Nutritional Information (per 2 tablespoons serving):

  • Calories: 118 kcal
  • Protein: 1 g
  • Fat: 7 g
  • Saturated Fat: 4 g
  • Cholesterol: 55 mg
  • Sodium: 16 mg
  • Potassium: 30 mg
  • Fiber: 1 g
  • Sugar: 13 g
  • Vitamin A: 235 IU
  • Vitamin C: 5.9 mg
  • Calcium: 9 mg
  • Iron: 0.2 mg

Conclusion:

This microwave lemon curd recipe is a game-changer for anyone craving a burst of sunshine in their desserts. Its simplicity and speed, combined with its intense flavor and smooth texture, make it a winner. Whether you’re a seasoned baker or a kitchen novice, this recipe will become a staple in your repertoire. So, grab your lemons, fire up your microwave, and prepare to be amazed!

Q&A:

  • Q: Can I use bottled lemon juice instead of fresh?
    • A: While you can use bottled lemon juice, the flavor will not be as bright or intense as with fresh lemon juice. Freshly squeezed juice is highly recommended for the best results.
  • Q: My lemon curd is too thick. What can I do?
    • A: If your lemon curd is too thick, whisk in a tablespoon or two of lemon juice or water until it reaches your desired consistency. You can gently warm it in the microwave for a few seconds to make it easier to whisk.
  • Q: My lemon curd is too thin. How can I fix it?
    • A: If your lemon curd is too thin, microwave it for another 15-30 seconds, whisking well after each interval, until it thickens slightly. Be careful not to overcook it, or the eggs may curdle.
  • Q: Can I freeze lemon curd?
    • A: While you can freeze lemon curd, the texture may change slightly upon thawing.
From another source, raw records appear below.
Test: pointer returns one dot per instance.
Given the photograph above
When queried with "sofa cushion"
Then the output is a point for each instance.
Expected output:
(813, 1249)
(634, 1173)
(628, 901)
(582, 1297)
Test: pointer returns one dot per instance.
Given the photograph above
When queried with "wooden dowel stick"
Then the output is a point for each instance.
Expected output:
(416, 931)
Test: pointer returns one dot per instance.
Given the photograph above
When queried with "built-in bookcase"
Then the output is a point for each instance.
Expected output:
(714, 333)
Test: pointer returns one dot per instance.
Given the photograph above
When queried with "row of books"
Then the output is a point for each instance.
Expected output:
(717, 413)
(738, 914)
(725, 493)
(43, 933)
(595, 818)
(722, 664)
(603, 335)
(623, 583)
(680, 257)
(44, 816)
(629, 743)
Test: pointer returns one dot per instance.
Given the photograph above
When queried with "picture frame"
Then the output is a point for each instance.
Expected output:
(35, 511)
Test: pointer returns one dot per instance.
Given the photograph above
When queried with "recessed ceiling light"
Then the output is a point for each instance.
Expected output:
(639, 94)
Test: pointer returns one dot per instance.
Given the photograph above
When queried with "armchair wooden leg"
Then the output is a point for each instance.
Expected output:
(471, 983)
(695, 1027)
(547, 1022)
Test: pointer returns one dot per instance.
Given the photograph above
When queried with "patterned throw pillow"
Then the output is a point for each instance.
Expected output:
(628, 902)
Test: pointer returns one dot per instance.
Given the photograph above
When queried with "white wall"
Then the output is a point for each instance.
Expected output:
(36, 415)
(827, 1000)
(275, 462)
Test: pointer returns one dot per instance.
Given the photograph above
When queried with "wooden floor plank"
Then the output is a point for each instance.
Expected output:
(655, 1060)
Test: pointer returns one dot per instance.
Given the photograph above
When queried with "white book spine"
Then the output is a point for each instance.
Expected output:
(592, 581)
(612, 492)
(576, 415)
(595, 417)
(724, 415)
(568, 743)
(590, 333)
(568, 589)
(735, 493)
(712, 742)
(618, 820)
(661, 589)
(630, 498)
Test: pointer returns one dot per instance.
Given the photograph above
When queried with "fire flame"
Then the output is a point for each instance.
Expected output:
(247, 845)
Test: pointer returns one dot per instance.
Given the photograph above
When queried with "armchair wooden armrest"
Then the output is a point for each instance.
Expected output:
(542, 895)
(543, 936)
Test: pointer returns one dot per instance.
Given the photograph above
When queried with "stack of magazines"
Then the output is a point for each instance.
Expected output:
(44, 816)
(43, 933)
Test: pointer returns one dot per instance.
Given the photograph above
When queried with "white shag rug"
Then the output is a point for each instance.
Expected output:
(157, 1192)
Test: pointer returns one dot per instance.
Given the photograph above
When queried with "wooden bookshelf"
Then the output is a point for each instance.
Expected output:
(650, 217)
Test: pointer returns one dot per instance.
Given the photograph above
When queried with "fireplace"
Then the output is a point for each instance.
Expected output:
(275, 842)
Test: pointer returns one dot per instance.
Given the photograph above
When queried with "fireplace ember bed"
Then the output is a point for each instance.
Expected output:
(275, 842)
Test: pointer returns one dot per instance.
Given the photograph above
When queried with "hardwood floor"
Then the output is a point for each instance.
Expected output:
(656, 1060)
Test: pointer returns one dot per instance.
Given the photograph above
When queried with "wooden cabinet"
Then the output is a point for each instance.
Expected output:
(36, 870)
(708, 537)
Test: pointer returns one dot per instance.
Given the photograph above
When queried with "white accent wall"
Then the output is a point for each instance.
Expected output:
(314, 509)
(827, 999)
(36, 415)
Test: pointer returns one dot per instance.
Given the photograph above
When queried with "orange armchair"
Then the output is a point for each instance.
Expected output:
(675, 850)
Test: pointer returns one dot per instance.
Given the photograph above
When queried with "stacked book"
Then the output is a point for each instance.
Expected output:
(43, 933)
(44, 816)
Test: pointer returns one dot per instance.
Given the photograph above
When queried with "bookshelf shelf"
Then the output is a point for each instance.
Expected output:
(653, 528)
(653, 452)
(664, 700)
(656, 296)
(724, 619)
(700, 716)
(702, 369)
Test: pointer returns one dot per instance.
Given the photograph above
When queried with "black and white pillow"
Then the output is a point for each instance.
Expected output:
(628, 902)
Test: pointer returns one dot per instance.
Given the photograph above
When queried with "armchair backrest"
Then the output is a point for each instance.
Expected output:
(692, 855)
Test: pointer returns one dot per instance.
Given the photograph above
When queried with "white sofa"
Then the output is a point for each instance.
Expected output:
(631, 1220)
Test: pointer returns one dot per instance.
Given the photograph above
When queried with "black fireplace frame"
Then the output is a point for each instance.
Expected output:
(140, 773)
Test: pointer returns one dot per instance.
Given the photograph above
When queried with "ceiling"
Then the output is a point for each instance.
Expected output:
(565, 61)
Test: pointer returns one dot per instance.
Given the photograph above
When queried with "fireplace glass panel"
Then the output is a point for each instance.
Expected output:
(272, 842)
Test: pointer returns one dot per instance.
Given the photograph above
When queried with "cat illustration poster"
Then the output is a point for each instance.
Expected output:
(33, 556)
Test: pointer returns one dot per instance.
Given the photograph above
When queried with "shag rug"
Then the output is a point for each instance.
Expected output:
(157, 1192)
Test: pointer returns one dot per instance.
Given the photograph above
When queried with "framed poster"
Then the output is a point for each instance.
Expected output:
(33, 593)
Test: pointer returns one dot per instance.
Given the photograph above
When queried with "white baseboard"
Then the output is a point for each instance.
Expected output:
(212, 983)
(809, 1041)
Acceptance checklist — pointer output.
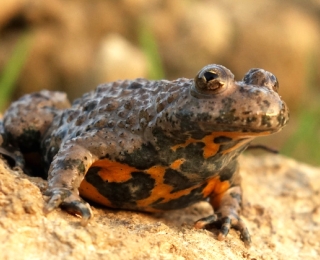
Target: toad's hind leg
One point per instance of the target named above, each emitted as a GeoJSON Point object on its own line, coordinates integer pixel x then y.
{"type": "Point", "coordinates": [24, 125]}
{"type": "Point", "coordinates": [227, 207]}
{"type": "Point", "coordinates": [66, 172]}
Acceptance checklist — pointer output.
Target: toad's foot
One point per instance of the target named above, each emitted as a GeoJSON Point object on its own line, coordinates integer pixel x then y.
{"type": "Point", "coordinates": [70, 201]}
{"type": "Point", "coordinates": [225, 223]}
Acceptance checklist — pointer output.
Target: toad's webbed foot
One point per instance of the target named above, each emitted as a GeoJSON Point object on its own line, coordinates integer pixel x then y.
{"type": "Point", "coordinates": [225, 222]}
{"type": "Point", "coordinates": [70, 201]}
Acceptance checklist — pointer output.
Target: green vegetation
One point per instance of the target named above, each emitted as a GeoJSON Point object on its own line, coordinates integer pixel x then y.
{"type": "Point", "coordinates": [12, 70]}
{"type": "Point", "coordinates": [305, 142]}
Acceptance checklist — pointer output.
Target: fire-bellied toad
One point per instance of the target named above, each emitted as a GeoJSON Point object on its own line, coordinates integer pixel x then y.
{"type": "Point", "coordinates": [150, 145]}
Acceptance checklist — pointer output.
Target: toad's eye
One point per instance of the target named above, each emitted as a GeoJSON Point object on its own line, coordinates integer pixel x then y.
{"type": "Point", "coordinates": [212, 79]}
{"type": "Point", "coordinates": [260, 77]}
{"type": "Point", "coordinates": [210, 75]}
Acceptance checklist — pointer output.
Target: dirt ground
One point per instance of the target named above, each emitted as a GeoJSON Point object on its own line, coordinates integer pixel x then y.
{"type": "Point", "coordinates": [281, 209]}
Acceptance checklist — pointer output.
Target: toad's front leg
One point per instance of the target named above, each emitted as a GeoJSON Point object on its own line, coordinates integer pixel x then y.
{"type": "Point", "coordinates": [66, 172]}
{"type": "Point", "coordinates": [227, 206]}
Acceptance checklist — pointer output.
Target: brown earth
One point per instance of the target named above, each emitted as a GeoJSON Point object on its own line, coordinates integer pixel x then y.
{"type": "Point", "coordinates": [281, 209]}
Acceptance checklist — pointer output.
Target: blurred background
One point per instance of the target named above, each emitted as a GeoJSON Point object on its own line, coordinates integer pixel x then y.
{"type": "Point", "coordinates": [74, 45]}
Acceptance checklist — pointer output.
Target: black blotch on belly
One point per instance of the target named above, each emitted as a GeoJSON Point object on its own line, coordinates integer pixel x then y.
{"type": "Point", "coordinates": [122, 193]}
{"type": "Point", "coordinates": [142, 158]}
{"type": "Point", "coordinates": [222, 139]}
{"type": "Point", "coordinates": [227, 172]}
{"type": "Point", "coordinates": [177, 180]}
{"type": "Point", "coordinates": [194, 196]}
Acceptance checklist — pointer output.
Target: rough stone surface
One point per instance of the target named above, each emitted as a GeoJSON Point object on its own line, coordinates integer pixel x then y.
{"type": "Point", "coordinates": [281, 209]}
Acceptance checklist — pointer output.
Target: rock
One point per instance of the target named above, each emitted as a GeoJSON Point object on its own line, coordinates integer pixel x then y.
{"type": "Point", "coordinates": [116, 57]}
{"type": "Point", "coordinates": [281, 209]}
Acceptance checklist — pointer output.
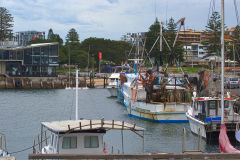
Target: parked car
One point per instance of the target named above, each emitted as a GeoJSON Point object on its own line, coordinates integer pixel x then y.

It’s best to freeze it in small, airtight containers for up to 2 months. Thaw in the refrigerator overnight.
  • Q: Why did my lemon curd curdle?
    • A: Lemon curd can curdle if the eggs are cooked too quickly or at too high a temperature. Make sure your butter is cooled slightly before adding it to the egg mixture, and whisk frequently during the microwave cooking process. If your curd does curdle, you can try to salvage it by blending it with an immersion blender or straining it through a fine-mesh sieve.